Friday, March 24, 2023

COLUMN: Caprese


I didn't want to have an existential crisis. I just wanted to watch TV. And now I need your help to find out if my entire grasp on reality is broken.

Stop what you're doing right now and think about a salad. Not just ANY salad. Think about that fancy Italian salad that's comprised of fresh mozzarella, tomatoes, and sweet basil. Do you know the salad I'm talking about? If so, say its name out loud right now.

I'm referring to a caprese salad. Hopefully you're familiar.

For 52 years, I've lived a relatively comfortable existence, fully and completely convinced that the word "caprese" was, is, and has always been pronounced "ka-PREE-zee." You know, like "breezy."

Tonight, I was in the kitchen doing dishes. As is often the case, the TV in my front room was blaring some rerun for background noise while I tidied up the joint after dinner. That's when an ad came on for Jimmy John's. Apparently they've got a new menu offering for the spring season: a "Caprese Salami Pesto Sandwich," which actually sounds pretty good, right?

Except one thing. When the announcer pronounced it, he called it a "ka-PRAY-ZAY" sandwich. Ka-PRAY-ZAY, with hard exaggerated American ayyyys. It was so weird, I walked straight out of the kitchen with wet, soapy hands. I rewound the DVR. I'd heard it correctly. "Ka-PRAY-ZAY." 
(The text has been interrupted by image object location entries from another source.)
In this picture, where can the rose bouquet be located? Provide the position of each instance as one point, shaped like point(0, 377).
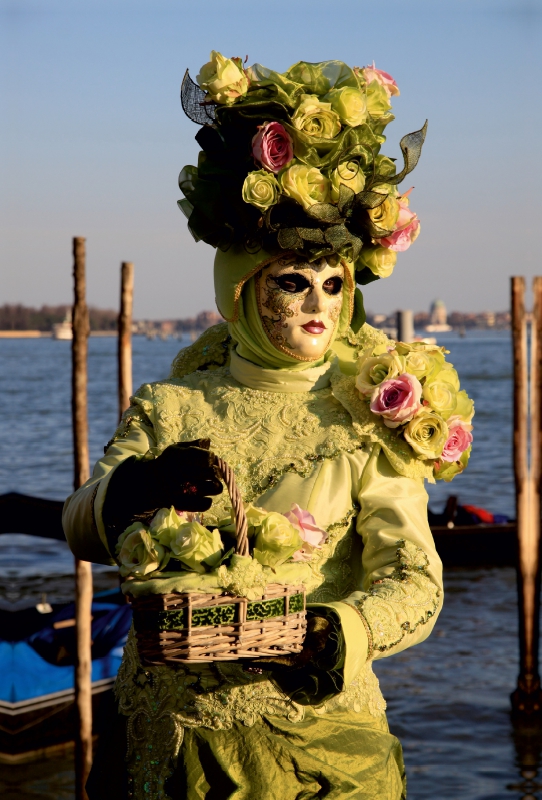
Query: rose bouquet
point(292, 160)
point(416, 392)
point(177, 540)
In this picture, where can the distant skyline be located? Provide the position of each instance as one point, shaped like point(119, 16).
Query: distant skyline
point(93, 138)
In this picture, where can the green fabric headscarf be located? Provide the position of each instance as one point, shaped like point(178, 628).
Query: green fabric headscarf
point(236, 300)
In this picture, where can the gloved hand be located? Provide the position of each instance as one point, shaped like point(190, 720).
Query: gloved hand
point(184, 475)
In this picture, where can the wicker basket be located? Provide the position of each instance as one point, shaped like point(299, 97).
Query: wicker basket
point(178, 628)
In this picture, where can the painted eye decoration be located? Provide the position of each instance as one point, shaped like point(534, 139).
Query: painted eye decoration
point(333, 285)
point(292, 282)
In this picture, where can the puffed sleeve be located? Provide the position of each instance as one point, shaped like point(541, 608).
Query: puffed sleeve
point(82, 515)
point(400, 593)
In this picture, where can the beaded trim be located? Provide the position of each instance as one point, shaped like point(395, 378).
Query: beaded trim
point(370, 649)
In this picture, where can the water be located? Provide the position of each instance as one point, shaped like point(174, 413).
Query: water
point(449, 697)
point(35, 455)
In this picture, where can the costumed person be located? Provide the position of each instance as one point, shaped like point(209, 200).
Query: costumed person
point(330, 430)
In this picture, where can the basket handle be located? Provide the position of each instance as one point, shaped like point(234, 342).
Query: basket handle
point(241, 527)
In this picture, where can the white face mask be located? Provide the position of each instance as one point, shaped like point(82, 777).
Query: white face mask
point(300, 304)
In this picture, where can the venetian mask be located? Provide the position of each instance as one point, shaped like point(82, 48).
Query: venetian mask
point(300, 304)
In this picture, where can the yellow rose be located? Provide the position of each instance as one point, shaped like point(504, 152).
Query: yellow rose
point(223, 78)
point(276, 541)
point(261, 189)
point(305, 184)
point(349, 173)
point(379, 260)
point(139, 554)
point(385, 216)
point(350, 104)
point(316, 118)
point(441, 392)
point(427, 434)
point(373, 369)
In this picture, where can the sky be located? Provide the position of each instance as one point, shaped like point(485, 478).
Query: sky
point(93, 138)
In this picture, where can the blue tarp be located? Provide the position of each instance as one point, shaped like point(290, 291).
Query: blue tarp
point(24, 675)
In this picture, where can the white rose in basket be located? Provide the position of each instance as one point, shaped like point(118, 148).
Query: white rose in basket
point(139, 554)
point(189, 541)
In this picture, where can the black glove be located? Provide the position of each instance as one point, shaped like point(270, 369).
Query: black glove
point(184, 475)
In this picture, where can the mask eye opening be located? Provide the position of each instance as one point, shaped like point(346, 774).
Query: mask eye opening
point(291, 282)
point(333, 285)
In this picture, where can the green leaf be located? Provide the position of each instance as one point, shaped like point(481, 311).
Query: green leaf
point(359, 316)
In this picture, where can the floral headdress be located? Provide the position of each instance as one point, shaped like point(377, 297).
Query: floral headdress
point(291, 161)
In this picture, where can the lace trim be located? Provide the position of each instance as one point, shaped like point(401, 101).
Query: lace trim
point(260, 440)
point(161, 702)
point(398, 605)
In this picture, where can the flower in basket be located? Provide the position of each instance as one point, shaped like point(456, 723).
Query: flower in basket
point(276, 540)
point(312, 535)
point(188, 541)
point(138, 553)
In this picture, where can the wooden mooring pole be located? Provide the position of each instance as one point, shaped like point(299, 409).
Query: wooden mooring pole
point(83, 573)
point(527, 698)
point(125, 335)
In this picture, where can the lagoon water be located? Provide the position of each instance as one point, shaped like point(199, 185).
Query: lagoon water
point(448, 698)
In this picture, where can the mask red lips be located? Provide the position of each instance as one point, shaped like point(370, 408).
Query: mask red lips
point(314, 326)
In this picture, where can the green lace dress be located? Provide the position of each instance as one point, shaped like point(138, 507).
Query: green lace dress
point(220, 730)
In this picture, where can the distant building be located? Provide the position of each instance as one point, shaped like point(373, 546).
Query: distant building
point(437, 318)
point(437, 313)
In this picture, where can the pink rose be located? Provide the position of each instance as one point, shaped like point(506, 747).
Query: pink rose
point(459, 439)
point(397, 400)
point(371, 74)
point(312, 535)
point(406, 230)
point(272, 146)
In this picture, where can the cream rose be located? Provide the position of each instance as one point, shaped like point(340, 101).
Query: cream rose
point(379, 260)
point(350, 104)
point(276, 540)
point(223, 78)
point(305, 184)
point(261, 189)
point(427, 434)
point(374, 369)
point(349, 173)
point(192, 544)
point(139, 554)
point(316, 118)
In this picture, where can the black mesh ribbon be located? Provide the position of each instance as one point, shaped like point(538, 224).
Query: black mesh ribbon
point(194, 104)
point(411, 148)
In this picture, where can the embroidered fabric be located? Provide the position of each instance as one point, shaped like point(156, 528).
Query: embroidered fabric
point(260, 440)
point(397, 605)
point(161, 702)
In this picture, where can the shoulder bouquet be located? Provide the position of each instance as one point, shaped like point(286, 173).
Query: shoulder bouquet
point(293, 160)
point(416, 392)
point(177, 541)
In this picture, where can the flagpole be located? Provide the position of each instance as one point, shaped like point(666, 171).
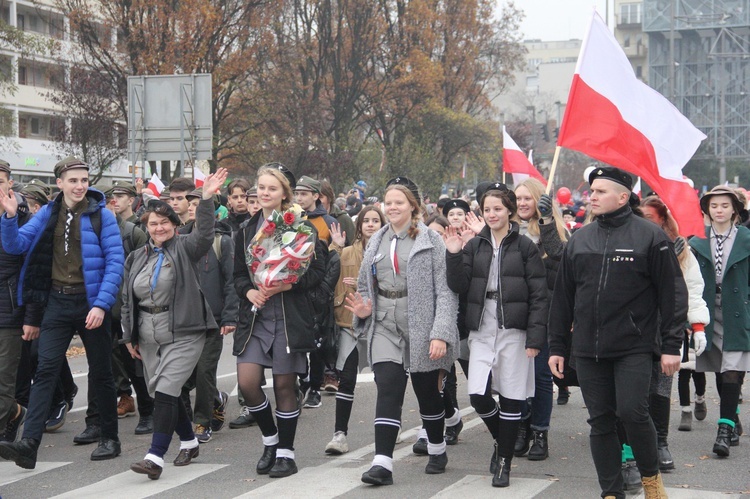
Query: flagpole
point(552, 169)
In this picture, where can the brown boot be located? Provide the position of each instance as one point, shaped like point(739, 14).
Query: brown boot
point(653, 487)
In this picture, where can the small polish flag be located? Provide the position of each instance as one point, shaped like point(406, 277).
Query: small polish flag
point(155, 185)
point(198, 177)
point(516, 162)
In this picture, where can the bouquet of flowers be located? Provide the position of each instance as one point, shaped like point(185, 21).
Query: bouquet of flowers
point(281, 250)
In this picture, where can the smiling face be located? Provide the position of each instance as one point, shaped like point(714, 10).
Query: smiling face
point(74, 184)
point(160, 228)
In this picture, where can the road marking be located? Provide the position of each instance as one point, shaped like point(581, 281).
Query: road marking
point(10, 473)
point(329, 480)
point(480, 487)
point(133, 486)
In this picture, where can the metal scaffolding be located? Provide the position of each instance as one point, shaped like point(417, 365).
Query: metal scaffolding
point(706, 70)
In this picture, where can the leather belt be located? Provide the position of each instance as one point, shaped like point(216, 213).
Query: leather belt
point(393, 294)
point(153, 310)
point(76, 289)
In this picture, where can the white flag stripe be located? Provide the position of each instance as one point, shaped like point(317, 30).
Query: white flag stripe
point(129, 485)
point(10, 473)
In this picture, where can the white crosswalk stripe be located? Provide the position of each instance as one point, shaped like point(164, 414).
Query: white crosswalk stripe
point(131, 486)
point(10, 473)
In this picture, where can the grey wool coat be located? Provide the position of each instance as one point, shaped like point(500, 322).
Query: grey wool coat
point(433, 307)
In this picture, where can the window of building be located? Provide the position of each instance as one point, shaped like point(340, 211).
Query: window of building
point(630, 13)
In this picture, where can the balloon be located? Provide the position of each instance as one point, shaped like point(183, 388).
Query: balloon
point(563, 195)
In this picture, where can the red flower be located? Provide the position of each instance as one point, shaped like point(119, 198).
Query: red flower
point(293, 265)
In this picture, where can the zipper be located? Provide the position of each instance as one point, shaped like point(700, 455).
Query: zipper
point(602, 274)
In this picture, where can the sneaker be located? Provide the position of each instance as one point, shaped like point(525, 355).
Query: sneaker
point(13, 427)
point(202, 433)
point(57, 417)
point(338, 445)
point(313, 399)
point(125, 406)
point(244, 420)
point(330, 383)
point(217, 420)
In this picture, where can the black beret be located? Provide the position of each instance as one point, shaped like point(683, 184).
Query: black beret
point(161, 208)
point(69, 163)
point(456, 203)
point(614, 174)
point(408, 184)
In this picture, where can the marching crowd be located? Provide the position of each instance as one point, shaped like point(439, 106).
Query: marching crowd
point(524, 293)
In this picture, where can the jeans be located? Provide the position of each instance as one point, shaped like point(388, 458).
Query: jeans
point(10, 355)
point(65, 316)
point(612, 388)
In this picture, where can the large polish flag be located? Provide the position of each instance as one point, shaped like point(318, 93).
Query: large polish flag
point(198, 177)
point(155, 185)
point(516, 162)
point(614, 117)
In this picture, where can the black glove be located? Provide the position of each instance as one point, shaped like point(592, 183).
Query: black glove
point(545, 205)
point(679, 246)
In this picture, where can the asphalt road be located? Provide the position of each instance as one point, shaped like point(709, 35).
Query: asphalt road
point(226, 465)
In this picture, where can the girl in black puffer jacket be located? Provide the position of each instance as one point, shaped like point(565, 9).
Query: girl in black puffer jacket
point(502, 277)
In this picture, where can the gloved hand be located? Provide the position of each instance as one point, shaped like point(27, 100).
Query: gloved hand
point(545, 205)
point(679, 246)
point(699, 340)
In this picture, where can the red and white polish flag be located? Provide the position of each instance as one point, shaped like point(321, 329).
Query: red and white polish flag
point(155, 185)
point(516, 162)
point(198, 177)
point(616, 118)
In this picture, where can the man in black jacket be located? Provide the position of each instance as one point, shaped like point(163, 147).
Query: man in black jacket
point(16, 323)
point(617, 287)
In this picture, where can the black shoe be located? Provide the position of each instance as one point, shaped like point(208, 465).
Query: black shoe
point(185, 456)
point(721, 446)
point(377, 475)
point(147, 467)
point(244, 420)
point(501, 478)
point(145, 425)
point(13, 427)
point(452, 432)
point(666, 463)
point(523, 439)
point(283, 467)
point(631, 477)
point(267, 460)
point(420, 447)
point(23, 452)
point(107, 449)
point(539, 450)
point(72, 397)
point(90, 435)
point(437, 463)
point(494, 459)
point(56, 418)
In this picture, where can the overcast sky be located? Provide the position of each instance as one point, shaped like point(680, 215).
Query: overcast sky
point(558, 19)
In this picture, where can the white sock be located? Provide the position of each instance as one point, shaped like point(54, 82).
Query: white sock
point(271, 441)
point(159, 461)
point(189, 444)
point(384, 461)
point(453, 420)
point(436, 449)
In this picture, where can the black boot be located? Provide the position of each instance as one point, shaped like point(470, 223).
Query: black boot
point(721, 446)
point(524, 437)
point(659, 409)
point(501, 478)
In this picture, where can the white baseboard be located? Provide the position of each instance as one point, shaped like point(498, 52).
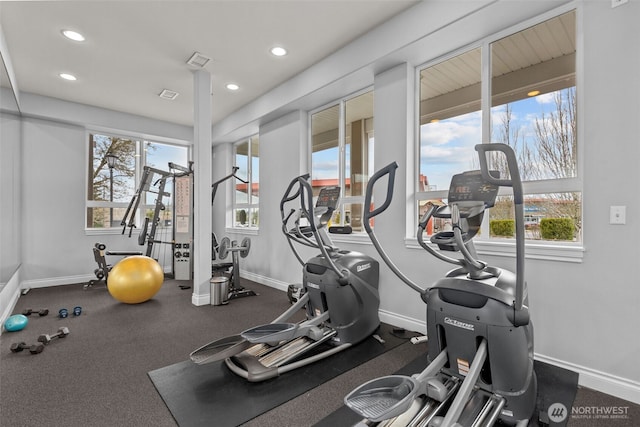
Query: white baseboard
point(57, 281)
point(400, 321)
point(622, 388)
point(9, 295)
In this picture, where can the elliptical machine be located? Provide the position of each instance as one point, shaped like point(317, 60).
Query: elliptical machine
point(339, 294)
point(479, 332)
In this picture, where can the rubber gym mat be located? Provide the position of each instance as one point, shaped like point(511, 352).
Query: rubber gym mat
point(555, 385)
point(206, 395)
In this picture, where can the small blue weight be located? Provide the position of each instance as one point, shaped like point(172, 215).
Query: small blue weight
point(15, 323)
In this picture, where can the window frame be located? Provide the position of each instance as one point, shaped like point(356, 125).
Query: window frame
point(249, 206)
point(342, 160)
point(140, 161)
point(536, 249)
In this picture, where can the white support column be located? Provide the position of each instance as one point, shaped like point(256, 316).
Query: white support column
point(202, 156)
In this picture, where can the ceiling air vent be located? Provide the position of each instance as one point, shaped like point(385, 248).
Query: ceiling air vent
point(198, 60)
point(168, 94)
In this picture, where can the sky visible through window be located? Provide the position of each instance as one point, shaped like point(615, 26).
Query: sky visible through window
point(447, 147)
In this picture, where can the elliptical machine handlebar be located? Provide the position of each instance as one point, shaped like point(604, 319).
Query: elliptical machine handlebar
point(368, 214)
point(389, 170)
point(515, 183)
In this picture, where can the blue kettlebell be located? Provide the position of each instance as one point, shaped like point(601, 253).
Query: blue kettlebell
point(15, 323)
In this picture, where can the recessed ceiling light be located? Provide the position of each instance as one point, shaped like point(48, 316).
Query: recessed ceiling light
point(278, 51)
point(73, 35)
point(68, 76)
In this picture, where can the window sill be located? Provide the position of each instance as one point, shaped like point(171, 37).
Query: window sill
point(253, 231)
point(359, 238)
point(106, 231)
point(549, 251)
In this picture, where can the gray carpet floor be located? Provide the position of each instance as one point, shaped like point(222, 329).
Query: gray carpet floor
point(97, 375)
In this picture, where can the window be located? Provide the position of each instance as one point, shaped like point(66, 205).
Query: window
point(246, 212)
point(115, 170)
point(342, 144)
point(532, 106)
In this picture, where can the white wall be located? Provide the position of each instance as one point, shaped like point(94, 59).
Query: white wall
point(56, 248)
point(585, 314)
point(282, 144)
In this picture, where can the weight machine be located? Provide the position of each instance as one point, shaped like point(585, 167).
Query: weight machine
point(226, 247)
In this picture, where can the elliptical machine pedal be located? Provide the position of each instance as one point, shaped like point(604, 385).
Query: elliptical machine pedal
point(481, 336)
point(339, 295)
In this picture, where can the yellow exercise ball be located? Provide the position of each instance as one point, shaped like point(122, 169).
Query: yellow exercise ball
point(135, 279)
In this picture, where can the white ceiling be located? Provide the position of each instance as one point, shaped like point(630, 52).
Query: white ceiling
point(135, 49)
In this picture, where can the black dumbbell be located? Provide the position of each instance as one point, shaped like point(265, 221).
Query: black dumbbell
point(17, 347)
point(46, 338)
point(41, 312)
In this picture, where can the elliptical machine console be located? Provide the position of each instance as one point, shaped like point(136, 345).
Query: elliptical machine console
point(339, 294)
point(480, 335)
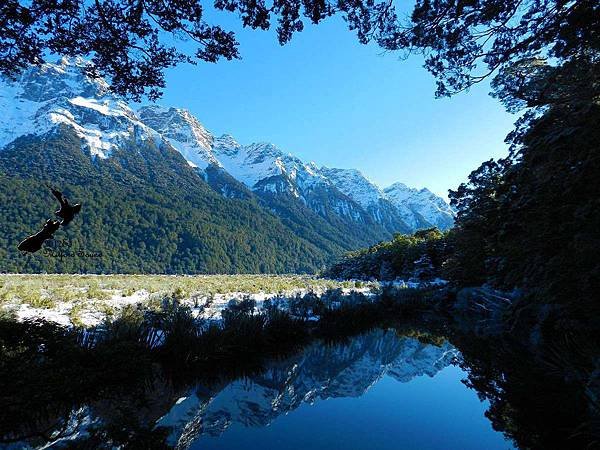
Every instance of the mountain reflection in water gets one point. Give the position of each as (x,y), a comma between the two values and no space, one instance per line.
(320,372)
(404,387)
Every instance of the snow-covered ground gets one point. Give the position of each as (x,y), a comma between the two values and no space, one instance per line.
(93,312)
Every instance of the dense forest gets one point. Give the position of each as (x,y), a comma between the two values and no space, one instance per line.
(528,223)
(144,211)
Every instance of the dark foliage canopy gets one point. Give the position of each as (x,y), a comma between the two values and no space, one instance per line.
(132,42)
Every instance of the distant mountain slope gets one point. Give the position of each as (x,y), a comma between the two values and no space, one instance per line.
(162,194)
(262,167)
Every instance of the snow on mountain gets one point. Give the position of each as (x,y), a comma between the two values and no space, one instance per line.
(420,203)
(45,97)
(53,95)
(319,373)
(355,185)
(183,131)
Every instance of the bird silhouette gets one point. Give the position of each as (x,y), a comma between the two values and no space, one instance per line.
(34,242)
(67,211)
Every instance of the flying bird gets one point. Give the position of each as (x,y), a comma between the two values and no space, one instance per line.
(34,242)
(67,211)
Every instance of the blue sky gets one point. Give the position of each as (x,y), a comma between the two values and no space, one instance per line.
(326,98)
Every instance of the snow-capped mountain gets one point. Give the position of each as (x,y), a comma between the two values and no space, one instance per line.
(264,168)
(319,373)
(330,210)
(418,206)
(54,95)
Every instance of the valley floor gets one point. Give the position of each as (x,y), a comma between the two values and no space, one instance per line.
(87,300)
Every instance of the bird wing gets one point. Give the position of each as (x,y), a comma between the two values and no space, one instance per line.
(59,196)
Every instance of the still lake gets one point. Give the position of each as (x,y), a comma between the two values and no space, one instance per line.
(374,391)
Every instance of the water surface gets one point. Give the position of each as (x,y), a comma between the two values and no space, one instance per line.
(376,391)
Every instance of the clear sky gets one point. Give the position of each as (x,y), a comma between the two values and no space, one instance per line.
(326,98)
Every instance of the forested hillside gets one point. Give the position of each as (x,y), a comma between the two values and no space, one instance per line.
(145,210)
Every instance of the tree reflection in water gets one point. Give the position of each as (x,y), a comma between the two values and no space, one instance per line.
(57,390)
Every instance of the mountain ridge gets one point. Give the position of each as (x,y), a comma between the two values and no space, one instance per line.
(61,123)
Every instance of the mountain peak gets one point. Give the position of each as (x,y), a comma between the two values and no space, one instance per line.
(183,131)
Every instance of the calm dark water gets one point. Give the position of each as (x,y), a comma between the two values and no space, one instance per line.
(377,391)
(406,388)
There's no way I've been running around for fifty-two years straight-up mispronouncing "caprese," is there? "Ka-PRAY-ZAY" sounds ridiculous, but who am I to question the vernacular validity of Jimmy John's? The mispronounciation of words has long been a hang-up of mine. I hate when other people do it, and I'm appalled when I do it. I think it goes back to elementary school, when I was addicted to reading Hardy Boys mysteries. Joe Hardy has a recurring girlfriend throughout those books. Her name is Iola.

I had never heard the name Iola, nor have I ever heard it since (probably because we don't live in 1927 when those characters were invented.) I still have no earthly idea how you're supposed to say the name Iola. Is it "eye-ola?" "ee-ola?" "yola?" Whenever she'd pop up in a story, I'd cringe and come full stop. I often wondered if even Joe Hardy knew how to say her name. "Say, fellas, you've met my girlfriend, right? Guys, this is... umm... Eye-hole-ay?"

It's one thing to struggle with pronounciation, but it's another thing to discover you've been blindly mispronouncing a word for years. After finishing up in the kitchen, I went straight to Google and searched "caprese" for the final verdict. Not only does it give you the Oxford dictionary pronounciation guide for the word, it also gives you a recording where you can listen to the correct pronounciation of the word. 

Immediately a voice came on and, with confidence, said "ka-PRAY-zee." It's... wait, WHAT? Google gave me a THIRD pronounciation of the word different from the way I've been saying caprese my whole life AND different than the Jimmy John's ad. According to Google, "caprese" should rhyme with crazy or lazy. I'm so confused.

I tried Googling "how to pronounce caprese" to see if I could find answers. Instead, Google pulled up a DIFFERENT pronounciation guide with a DIFFERENT recording, and THAT one said "ka-PRAY-ZAY" just like the Jimmy John's ad. So even Google's confused and offers two completely different pronounciations of "caprese," but NEITHER of them rhyme with "breezy," so I'm pretty sure I'm a moron.

There is, incidentally, a Youtube video entitled "How To Pronounce Caprese Correctly." In it, an Italian native instructs on the proper way to say "caprese," which involves rolling the "r" and doing that Italian trill thing where the "R" kinda sounds like an "L" and it ends up like "ka-PLLLAY-zay." But frankly, I don't trust any language where the word "bruschetta" is somehow pronounced "brew-sketta."  

I'm officially declaring caprese anarchy. I'm gonna keep saying it like "ka-preezy." Feel free to say it like "schnauzer" for all I care. Caprese salads don't exactly come up much in day-to-day conservation. If you're silly enough to pay good money for a hunk of cheese and a tomato and some basil and think you're getting an amazing salad, then you're silly enough to say "caprese" however you fancy. I'm just worried it's the tip of the iceberg and I'm about to find out the word "chair" should be pronouned "tz-ay-ruh" or something. 

So I guess pull up a tzayruh if you've ever been a member of the Mispronounciation Club. We'll be the ones in the corner -- and we need more dressing for our salads.